Moreover, in the long run, AI will become increasingly powerful, including AI trading, whereas previous wallets were designed for humans, not for AI.

Therefore, what I foresee is that there will be a richer explosion in applications next year, because the underlying technology is becoming more mature. There will definitely be a gap period in between, because TEE is still a big exchange's approach, and they are unlikely to open up external access completely like Coinbase.

In addition, using user funds to play DEX is only the demand of some users. There are also a larger number of users who just want to earn some stable money. They are very satisfied with the subsidies and airdrops during the promotion period of various companies, plus the APY.

Cedefi products that allow users to earn on-chain rewards will be the first step for many Ceex users to exit the blockchain (Note: This mainly refers to Cedefi products with independent addresses; those with shared addresses, such as Bitget, will not be eligible).

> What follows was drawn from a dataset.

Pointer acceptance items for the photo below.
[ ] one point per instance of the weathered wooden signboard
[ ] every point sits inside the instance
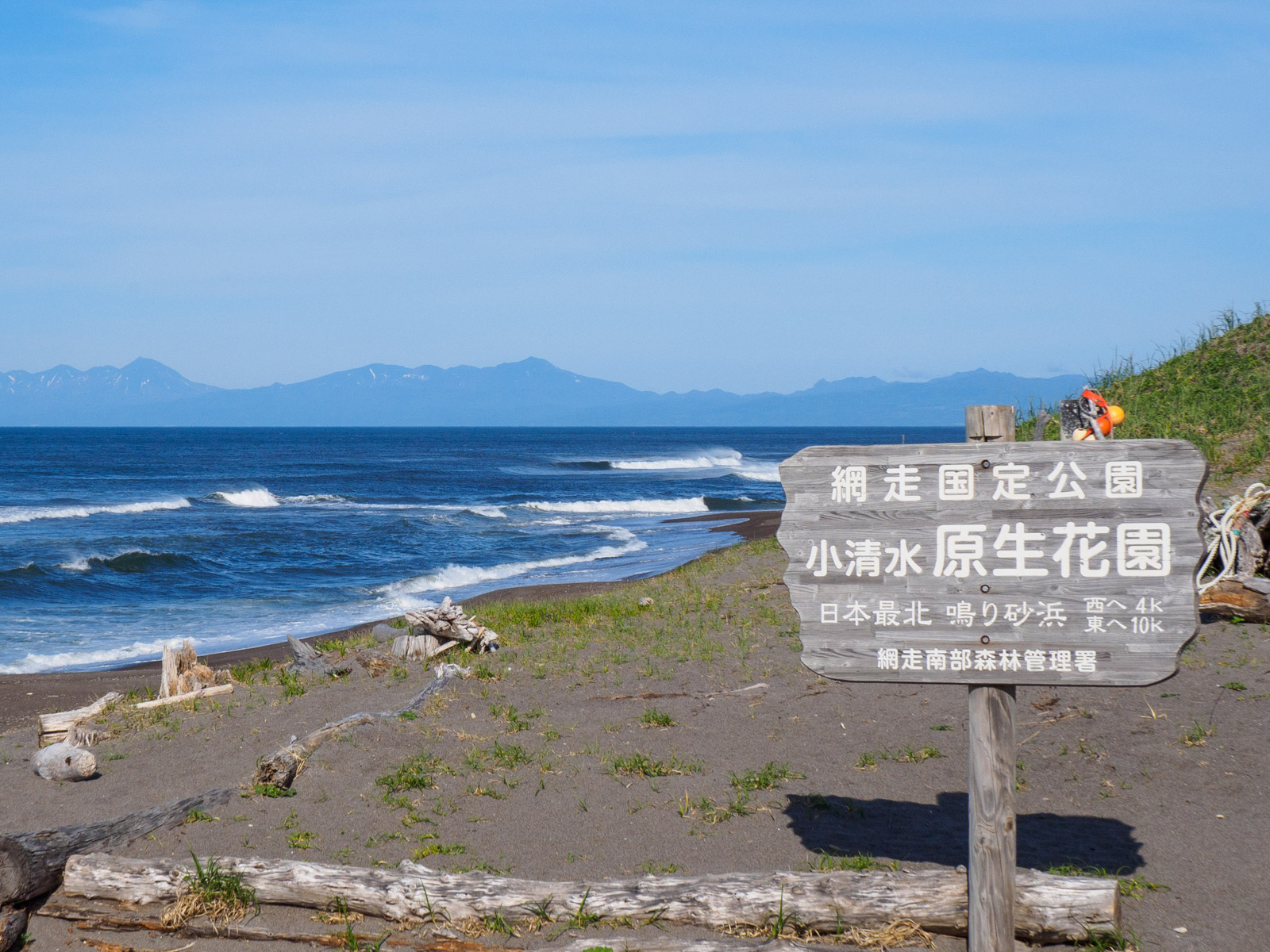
(995, 562)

Finally, there have been many improvements in cryptographic technology for passkeys this year. Although these have not been covered in this article, more and more public chains such as Ethereum and Solana have gradually integrated the R1 curve (which is supported by default for device passkeys) through pre-compiled contracts. Therefore, wallets that combine passkeys are also a foreshadowing (although their retrieval and cross-device synchronization are not easy to handle), so there are not many good applications yet.

After all, any product that can streamline high-frequency needs will eventually find its place in the market.